I’m glad of all this feedback and I think this feature request is still valid because it would be nice if:
Obsidian had a shortcut to format clipboard text blocks

  • Line by line
  • adding a generic callout tag like “note”.

So after pasting we only had to change the callout tag to switch color and icon.

1 Like

The shortcut you mention works for me in Obsidian as you describe for VS Code. No need to select each line separately. Perhaps you have a conflicting hotkey? (Or perhaps I have a plugin which enables this? I just tried in a Sandbox vault and it works there too, so no.)

:worried: Would be nice to have, I can’t reproduce not even in a sandbox vault. Also my fingers don’t touch anything else than alt + shift + LMB but I double checked and tried again, in both Vscode and Obsidian. Obsidian allows me to place multiple cursors but all manually only. Here’s a screenshot from the sandbox vault and what happens when I select A, then use alt + shift + LMB to select E and finally insert “>”:

multipleC_060104

Is there any button or toggle to configure multiple cursors ? I didn’t see but 3 irrelevant keystrokes under settings > shortcuts

My mistake, it doesn’t actually work like you described.

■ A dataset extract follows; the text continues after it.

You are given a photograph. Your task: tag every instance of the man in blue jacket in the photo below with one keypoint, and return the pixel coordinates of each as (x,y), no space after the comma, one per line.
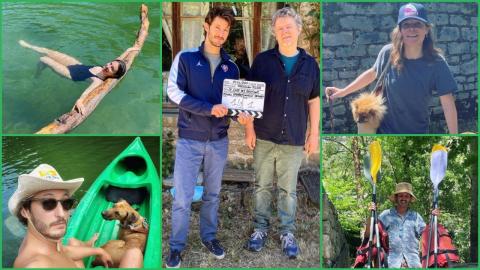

If you can use MMB to click and drag it will however (no need for modifier keys).

1 Like

I use linter plugin. Activate the option that when pasting into quotes to add quotes to the inserted clipboard contents. Works like a charm. There is also an other plugin that can do this, but I already use linter anyways.

Select the callouts is not so hardy, there aren’t a lot of types. But the admonition plugin can help as well as a auto-complete plugin could do that, but forgot which one it was, sorry.

1 Like

Completr plugin does a great job at helping with callouts.